# Symmetry Breaking and Collective Cell Growth in Drosophila Oogenesis

> **NIH NIH F31** · PRINCETON UNIVERSITY · 2020 · $39,120

## Abstract

PROJECT SUMMARY
In many studied animal species, including mammals, the future oocyte develops within a cluster of cells that
exchange molecules and organelles through a network of cytoplasmic bridges, which are formed by stabilized
and reinforced cytokinetic furrows. While the formation and structure of this interesting class of multicellular
systems has been extensively studied, their dynamics is poorly understood, leaving many critical questions about
oocyte determination and development unanswered.
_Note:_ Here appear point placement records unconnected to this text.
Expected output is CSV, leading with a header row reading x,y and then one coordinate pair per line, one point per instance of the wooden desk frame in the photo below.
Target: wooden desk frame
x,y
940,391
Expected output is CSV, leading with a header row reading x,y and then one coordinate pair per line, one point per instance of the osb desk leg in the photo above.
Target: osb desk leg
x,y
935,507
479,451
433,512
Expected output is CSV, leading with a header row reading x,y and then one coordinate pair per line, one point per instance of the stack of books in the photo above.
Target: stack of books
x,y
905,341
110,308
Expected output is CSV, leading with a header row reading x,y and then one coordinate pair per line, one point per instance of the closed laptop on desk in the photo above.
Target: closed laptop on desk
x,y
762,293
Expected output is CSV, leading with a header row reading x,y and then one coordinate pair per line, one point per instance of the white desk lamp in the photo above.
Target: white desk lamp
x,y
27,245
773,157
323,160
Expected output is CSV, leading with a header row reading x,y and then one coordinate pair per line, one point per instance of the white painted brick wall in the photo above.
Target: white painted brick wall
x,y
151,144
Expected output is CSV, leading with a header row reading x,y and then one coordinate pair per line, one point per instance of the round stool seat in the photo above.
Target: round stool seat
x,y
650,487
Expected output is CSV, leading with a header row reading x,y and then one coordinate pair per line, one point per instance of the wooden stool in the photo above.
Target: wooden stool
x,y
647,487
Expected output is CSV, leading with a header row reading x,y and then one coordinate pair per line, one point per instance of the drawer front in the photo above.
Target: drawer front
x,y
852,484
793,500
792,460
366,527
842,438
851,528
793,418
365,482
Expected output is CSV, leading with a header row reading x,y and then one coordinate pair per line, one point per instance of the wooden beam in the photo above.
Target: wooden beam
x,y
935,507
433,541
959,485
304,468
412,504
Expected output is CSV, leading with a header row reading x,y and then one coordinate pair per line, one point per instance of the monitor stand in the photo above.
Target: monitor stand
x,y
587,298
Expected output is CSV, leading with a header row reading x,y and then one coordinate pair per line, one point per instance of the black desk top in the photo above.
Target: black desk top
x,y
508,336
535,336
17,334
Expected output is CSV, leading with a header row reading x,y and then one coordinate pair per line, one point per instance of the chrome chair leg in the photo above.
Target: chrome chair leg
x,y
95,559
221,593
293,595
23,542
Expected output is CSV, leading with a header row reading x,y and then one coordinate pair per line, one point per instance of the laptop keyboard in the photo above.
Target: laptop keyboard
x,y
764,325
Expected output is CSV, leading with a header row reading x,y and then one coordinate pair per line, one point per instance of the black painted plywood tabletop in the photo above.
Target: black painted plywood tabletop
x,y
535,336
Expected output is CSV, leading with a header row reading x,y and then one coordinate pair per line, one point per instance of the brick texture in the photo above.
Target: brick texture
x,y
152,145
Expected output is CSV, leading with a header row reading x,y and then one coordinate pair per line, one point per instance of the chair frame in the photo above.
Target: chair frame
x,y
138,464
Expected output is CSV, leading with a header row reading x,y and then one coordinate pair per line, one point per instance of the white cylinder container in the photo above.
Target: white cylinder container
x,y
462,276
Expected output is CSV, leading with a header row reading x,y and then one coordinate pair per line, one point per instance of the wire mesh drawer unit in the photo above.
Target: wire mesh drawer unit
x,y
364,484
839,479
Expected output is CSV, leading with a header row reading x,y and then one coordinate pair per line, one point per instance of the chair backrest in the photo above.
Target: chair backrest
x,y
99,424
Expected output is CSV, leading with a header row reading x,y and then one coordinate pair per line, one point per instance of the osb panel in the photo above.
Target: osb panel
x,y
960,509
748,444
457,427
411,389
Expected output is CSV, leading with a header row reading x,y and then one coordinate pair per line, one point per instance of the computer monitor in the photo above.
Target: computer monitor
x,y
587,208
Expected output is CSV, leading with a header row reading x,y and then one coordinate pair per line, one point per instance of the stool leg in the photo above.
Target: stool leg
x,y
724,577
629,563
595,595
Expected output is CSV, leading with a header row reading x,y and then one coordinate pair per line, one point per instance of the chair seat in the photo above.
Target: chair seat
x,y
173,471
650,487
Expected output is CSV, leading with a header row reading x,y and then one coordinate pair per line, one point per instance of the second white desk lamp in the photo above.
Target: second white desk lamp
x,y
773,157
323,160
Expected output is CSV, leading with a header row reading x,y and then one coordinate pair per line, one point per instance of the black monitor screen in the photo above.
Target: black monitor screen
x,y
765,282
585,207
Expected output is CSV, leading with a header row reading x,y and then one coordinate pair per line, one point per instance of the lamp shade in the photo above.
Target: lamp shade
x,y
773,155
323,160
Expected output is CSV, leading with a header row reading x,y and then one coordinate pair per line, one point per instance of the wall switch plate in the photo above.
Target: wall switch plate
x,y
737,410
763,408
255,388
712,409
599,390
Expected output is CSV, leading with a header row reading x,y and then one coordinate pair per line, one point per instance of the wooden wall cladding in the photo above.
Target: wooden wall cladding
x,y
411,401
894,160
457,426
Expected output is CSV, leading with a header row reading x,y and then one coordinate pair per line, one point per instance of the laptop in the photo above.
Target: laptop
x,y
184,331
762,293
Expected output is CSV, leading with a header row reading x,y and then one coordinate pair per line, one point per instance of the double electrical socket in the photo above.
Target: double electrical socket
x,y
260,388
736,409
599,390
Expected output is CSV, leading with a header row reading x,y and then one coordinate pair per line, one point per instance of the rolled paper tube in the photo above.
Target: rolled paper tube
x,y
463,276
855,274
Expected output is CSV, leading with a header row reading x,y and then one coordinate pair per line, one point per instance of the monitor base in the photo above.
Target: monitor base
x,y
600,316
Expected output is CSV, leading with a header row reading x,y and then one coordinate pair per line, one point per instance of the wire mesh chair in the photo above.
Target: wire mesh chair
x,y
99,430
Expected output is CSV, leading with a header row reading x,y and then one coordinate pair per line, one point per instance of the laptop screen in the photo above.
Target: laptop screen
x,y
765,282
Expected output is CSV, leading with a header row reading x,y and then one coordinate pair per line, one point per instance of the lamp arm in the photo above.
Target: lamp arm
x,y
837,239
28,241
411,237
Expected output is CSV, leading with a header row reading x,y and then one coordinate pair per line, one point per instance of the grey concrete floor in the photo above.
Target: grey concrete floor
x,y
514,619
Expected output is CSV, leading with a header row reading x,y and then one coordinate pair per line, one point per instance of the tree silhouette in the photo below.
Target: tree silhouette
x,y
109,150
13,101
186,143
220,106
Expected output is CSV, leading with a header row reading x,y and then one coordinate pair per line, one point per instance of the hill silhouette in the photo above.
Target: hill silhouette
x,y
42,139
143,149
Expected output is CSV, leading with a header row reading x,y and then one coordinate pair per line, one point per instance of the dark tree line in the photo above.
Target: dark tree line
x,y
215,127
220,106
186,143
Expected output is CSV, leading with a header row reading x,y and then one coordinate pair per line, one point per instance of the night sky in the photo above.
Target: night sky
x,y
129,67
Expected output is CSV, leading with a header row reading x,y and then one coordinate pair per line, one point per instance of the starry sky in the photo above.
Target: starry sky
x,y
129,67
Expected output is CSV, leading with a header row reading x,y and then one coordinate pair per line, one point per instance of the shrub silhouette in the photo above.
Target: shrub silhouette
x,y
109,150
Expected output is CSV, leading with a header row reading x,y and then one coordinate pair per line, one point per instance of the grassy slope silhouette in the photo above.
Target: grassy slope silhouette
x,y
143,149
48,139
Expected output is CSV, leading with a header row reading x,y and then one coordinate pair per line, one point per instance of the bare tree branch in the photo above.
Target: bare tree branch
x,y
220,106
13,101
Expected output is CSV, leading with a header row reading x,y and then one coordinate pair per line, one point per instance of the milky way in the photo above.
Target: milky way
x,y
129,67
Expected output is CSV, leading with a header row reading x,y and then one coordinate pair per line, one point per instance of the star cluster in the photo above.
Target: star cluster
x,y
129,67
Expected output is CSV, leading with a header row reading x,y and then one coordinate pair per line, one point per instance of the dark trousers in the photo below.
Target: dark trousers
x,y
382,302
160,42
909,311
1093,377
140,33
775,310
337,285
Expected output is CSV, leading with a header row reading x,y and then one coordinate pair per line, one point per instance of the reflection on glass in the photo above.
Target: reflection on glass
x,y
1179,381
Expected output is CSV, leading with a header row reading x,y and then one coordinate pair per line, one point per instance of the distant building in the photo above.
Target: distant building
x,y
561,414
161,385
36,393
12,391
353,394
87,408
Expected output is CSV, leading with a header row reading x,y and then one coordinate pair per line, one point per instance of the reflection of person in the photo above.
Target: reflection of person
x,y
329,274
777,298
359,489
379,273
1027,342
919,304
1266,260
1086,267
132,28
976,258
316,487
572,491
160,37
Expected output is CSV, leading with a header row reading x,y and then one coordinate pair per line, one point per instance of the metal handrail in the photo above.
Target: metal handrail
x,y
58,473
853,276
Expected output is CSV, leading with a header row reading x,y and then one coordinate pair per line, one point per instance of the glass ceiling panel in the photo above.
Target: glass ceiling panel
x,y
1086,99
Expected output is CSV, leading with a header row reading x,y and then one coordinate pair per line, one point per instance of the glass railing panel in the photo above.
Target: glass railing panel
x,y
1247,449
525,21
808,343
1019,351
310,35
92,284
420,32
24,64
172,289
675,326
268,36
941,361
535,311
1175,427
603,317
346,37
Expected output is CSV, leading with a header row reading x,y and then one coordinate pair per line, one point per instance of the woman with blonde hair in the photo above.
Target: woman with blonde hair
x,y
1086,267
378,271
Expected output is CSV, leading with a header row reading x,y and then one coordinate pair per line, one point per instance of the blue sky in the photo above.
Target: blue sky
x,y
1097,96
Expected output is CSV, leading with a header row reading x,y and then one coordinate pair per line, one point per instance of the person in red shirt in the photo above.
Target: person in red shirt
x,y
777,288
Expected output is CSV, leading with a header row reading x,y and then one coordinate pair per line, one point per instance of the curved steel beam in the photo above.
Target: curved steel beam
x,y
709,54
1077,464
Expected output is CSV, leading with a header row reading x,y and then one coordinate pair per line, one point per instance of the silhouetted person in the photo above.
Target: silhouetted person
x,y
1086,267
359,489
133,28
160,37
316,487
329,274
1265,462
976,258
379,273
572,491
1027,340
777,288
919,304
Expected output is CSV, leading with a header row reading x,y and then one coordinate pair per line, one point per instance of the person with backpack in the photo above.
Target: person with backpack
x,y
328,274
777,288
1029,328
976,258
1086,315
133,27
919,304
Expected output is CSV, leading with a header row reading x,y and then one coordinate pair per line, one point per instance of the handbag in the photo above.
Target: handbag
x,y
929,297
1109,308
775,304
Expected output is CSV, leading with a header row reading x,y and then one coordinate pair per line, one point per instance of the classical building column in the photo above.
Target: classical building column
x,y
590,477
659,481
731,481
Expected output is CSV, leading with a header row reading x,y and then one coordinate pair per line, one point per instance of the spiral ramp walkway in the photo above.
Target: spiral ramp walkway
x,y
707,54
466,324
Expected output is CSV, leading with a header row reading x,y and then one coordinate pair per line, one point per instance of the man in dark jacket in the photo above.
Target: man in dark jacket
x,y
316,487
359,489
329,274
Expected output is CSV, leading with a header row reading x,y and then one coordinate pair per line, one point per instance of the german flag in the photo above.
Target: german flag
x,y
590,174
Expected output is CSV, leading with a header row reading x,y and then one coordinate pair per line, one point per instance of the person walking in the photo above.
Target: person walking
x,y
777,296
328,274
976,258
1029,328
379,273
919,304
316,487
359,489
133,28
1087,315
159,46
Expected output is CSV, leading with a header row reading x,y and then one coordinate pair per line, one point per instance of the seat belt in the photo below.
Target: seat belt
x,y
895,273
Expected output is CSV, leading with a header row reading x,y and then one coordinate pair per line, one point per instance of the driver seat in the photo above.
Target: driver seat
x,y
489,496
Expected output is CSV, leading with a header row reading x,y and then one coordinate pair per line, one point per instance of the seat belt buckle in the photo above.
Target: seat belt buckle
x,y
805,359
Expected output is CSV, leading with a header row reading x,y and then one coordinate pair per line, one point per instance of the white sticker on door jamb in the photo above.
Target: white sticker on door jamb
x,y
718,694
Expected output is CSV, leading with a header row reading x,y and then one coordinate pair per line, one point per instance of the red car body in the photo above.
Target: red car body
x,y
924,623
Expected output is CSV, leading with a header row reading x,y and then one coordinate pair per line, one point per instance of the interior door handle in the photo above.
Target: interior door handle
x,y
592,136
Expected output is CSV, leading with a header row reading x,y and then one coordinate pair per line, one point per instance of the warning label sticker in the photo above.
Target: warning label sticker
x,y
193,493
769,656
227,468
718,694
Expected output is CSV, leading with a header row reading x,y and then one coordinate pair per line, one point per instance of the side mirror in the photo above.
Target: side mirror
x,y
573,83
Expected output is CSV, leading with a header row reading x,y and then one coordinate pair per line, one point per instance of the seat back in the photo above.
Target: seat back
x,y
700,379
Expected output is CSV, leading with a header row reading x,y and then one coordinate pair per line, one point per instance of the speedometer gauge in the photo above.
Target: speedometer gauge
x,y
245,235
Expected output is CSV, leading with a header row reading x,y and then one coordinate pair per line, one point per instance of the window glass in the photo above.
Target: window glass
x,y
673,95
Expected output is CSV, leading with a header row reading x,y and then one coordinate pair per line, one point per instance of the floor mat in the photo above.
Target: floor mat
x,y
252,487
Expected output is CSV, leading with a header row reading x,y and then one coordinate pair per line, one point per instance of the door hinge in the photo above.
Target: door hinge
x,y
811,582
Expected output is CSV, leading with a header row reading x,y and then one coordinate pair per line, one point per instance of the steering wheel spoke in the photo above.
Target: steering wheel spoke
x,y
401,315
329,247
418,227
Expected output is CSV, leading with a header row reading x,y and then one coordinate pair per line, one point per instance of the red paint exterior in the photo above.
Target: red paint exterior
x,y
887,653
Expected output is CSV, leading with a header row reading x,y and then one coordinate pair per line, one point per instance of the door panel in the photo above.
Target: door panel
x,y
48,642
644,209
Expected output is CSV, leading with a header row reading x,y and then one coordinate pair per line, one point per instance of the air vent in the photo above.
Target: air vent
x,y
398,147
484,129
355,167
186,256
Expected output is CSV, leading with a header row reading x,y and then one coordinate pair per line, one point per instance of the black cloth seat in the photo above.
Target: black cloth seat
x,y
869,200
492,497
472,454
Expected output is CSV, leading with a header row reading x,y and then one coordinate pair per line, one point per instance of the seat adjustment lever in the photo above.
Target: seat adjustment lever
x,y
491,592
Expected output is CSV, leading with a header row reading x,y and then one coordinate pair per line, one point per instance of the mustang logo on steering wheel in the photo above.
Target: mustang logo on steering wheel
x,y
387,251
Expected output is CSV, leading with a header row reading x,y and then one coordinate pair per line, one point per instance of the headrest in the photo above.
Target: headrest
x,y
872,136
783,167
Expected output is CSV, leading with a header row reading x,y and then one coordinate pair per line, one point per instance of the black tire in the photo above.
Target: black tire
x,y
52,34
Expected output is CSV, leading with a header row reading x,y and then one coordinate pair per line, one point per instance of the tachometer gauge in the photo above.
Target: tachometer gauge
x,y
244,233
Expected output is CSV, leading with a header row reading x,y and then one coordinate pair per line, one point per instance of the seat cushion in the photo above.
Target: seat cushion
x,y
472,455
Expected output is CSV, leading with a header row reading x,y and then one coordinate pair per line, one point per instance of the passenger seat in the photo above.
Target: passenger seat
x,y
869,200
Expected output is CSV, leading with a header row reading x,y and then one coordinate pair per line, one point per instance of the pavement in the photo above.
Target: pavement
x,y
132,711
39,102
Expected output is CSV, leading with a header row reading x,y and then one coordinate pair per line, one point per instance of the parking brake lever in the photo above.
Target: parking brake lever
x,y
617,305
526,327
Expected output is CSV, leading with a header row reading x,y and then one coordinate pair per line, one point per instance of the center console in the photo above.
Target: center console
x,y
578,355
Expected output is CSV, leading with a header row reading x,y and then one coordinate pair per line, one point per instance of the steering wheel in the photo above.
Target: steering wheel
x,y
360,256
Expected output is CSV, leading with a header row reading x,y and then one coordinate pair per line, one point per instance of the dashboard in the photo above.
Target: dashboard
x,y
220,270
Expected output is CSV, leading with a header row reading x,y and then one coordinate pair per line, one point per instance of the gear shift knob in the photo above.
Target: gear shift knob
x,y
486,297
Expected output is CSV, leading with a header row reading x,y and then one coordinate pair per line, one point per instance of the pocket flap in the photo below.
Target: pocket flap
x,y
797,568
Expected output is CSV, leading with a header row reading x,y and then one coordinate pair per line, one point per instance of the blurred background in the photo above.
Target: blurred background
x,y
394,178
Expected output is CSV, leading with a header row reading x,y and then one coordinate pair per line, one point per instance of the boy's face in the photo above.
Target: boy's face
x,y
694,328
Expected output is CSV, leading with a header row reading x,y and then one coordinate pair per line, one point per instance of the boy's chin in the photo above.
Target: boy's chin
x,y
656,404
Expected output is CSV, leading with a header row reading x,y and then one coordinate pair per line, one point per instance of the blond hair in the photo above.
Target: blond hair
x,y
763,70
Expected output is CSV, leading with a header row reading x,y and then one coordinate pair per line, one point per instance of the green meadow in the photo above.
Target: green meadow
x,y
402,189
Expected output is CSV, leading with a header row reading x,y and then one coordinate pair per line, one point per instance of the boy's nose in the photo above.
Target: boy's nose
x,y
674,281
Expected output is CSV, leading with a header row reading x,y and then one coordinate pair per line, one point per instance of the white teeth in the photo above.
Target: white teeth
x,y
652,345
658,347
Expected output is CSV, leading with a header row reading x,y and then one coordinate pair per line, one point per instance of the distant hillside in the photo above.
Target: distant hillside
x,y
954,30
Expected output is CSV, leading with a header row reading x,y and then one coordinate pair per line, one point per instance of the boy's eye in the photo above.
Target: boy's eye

I will investigate two of these questions in Drosophila, an
experimental model that continues to provide valuable insights into general mechanisms of animal oogenesis.
Using experimental, modeling, and computational approaches, I will investigate how one cell within the germline
cell cluster is chosen to be the future oocyte and how the germline cell cluster comprising the oocyte and
supporting nurse cells grows during development. Specifically, Aim 1 is designed to evaluate the differential
contributions of the prepatterning and self-organizing mechanisms of oocyte determination. Focusing on
the fusome, a membranous structure that is essential for intercellular communication in early oogenesis, and on
a recently discovered positive feedback loop involving mRNA localization and translation, I will establish data-
driven mathematical models for oocyte selection. In parallel, Aim 2 will investigate growth of the oocyte and
supporting cells, using the germline cluster as a tractable system for exploring how the scaling laws
established by studies of single cell growth are altered when cells grow together. In particular, I will focus
on size regulation of nuclei and nucleoli, aiming to understand how their sizes adjust to rapidly increasing cell
volumes within the germline cell cluster. The completion of these proposed studies, which are supported by
strong preliminary results, including a machine learning approach for 3D image reconstructions and
morphometric analysis, should provide new insights into some of the first steps of animal oogenesis.

## Key facts

- **NIH application ID:** 9910741
- **Project number:** 1F31HD098835-01A1
- **Recipient organization:** PRINCETON UNIVERSITY
- **Principal Investigator:** Rocky Diegmiller
- **Activity code:** F31 (R01, R21, SBIR, etc.)
- **Funding institute:** NIH
- **Fiscal year:** 2020
- **Award amount:** $39,120
- **Award type:** 1
- **Project period:** 2020-09-01 → 2022-08-31

## Primary source

NIH RePORTER: https://reporter.nih.gov/project-details/9910741

## Citation

> US National Institutes of Health, RePORTER application 9910741, Symmetry Breaking and Collective Cell Growth in Drosophila Oogenesis (1F31HD098835-01A1). Retrieved via AI Analytics 2026-05-23 from https://api.ai-analytics.org/grant/nih/9910741. Licensed CC0.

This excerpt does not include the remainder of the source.